Heart's Limbo by Carolyn Kizer

First published: 1971; collected in The Nearness of You, 1986

Type of poem: Lyric

The Poem

“Heart’s Limbo” is written in six free-verse stanzas of varying length. As is typical of a dramatic monologue, the poem’s speaker (“I”) addresses a silent listener, presumably a potential lover, and through her words reveals her innermost self. From her choice of language (“rolls ready to brown n’ serve,/ the concentrated juice”), the speaker appears to be a woman, although she may not necessarily be Carolyn Kizer. She may be a persona, a voice created by the poet.

In Christian tradition, the word “limbo” refers to a place in the afterlife, somewhere between heaven and hell, which is set aside for the innocent souls of the unbaptized. Here the “limbo” of the title carries the more general meaning of a place or state of confinement or neglect, a place where nothing happens. In the poem’s central metaphor, the speaker’s “maimed” heart has been placed in limbo (literally, in a freezer) for safekeeping and is now being thawed for use.

The poem begins as the speaker tells her listener that she had placed her heart, like a piece of meat, in the frozen food section of her refrigerator to prevent it from spoiling. She has had to remind herself not to snack on it (“It wasn’t raspberry yoghurt”) and not to give it to the cat by mistake—in other words, to take special care with it. It is not like the other food in her refrigerator. Although she continues to refer to the heart as an object, the rest of the poem makes evident that the heart symbolizes her ability to love.
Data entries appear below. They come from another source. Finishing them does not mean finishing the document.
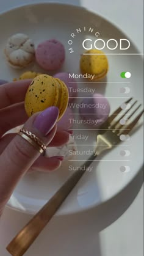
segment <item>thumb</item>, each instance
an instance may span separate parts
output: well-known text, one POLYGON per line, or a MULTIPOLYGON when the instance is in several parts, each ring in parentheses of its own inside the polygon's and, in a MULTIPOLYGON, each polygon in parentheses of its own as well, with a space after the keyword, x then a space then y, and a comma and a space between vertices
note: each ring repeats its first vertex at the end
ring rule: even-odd
MULTIPOLYGON (((30 117, 24 128, 48 145, 56 132, 59 109, 51 107, 30 117)), ((0 212, 20 178, 28 170, 40 152, 29 142, 16 135, 0 156, 0 212)))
Someone has come into her life, even though she is not ready: “Suddenly I needed my heart in a hurry.” She offers her heart, her frozen love in its “crystal sheath,” in its half-thawed, incomplete state, and the prospective lover is not put off by it: “You didn’t even wash its blood from your fingertips.” He (or possibly she, as the person’s gender is not specified) is “not even visibly frightened/ when it began to throb with love.” The fifth stanza reveals the speaker’s fear. In a series of vivid similes, she compares her heart to an injured animal, a smooth-skinned but treacherous snake, and a defenseless baby bird. The heart is savage, dangerous, yet helpless, even as it lies imprisoned and protected in the warmth of the lover’s hands.

The final stanza shifts to a positive note, as the speaker urges her new lover to heal her damaged heart with gentleness and asks in turn for the lover’s own heart. It is clear that previous relationships have hurt this woman and that she is now willing to take a great risk in order to encounter love again.

Forms and Devices

When it was initially published in Poetry magazine, “Heart’s Limbo” consisted of forty-one lines in eight stanzas. Kizer extensively revised the end of the poem before its inclusion in The Nearness of You, where she replaced the final three stanzas with a new, succinct quatrain and reduced the number of lines to thirty. Each version ends with a satisfying couplet, one of only two examples of perfect end rhyme in the poem.

Kizer originally began her career as a formalist poet, basing her early poems on strict classical and older Chinese models. In later poems such as this one, she seems to prefer irregular breath lines to the more uniform line created by regular meter and patterned syllables. Yet even though this poem is written in free verse, the iambic foot predominates, which is appropriate for a poem about a heart. The two-syllable iamb, with its accent on the second syllable, has often been identified as a rhythmic echo of a beating heart. In one instance Kizer begins a line with a trochee (“Quicken”), thus shifting the accent to the first syllable and reversing the pattern of the iambs that surround it: “Quicken its beat with your caresses.” This shift emphasizes the change in heart rhythm that is being described. When rhyme appears, it is largely incidental, occurring primarily within the lines and emphasized by repeated phrases: “I had to remember not to diet on it./ . . ./ I had to remember not to thaw and fry it.”

The image of the frozen heart, that icy organ in stasis, is underscored by words that emphasize its chill: “crystal,” “cold and dripping,” “numbed.” Personified, it appears as a lifeless creature, “not breathing” until the lover’s touch restores it. As the heart revives, it begins to “throb” until its final transformation, lying in “your warm fingers’ cage.” Poet and editor A. Poulin, Jr., has called attention to the “emotional impact” of Kizer’s work, “enhanced by her unique intellectual wit and hearty, often stinging, sense of humor,” or what Kizer herself has called “the shield of bitter laughter.” The image of a wounded heart lying numb among the unbaked rolls and cans of frozen juice is in a sense comic, but her sly humor also serves a serious purpose, to mask and lessen pain.

Kizer employs a related device, her characteristic irony, to highlight the incongruity of everyday household phrases such as “brown n’ serve” or “ran out of tuna,” as they are placed side by side with more elegant metaphors such as “smooth as a young stone-bathing serpent.” One moment the heart is plunged “deep/ among the ice-cubes,” and in the next it rests “in its crystal sheath, not breathing,” as the language ricochets from the mundane to the (almost) sublime. Through it all, the reader is aware of the speaker’s pain.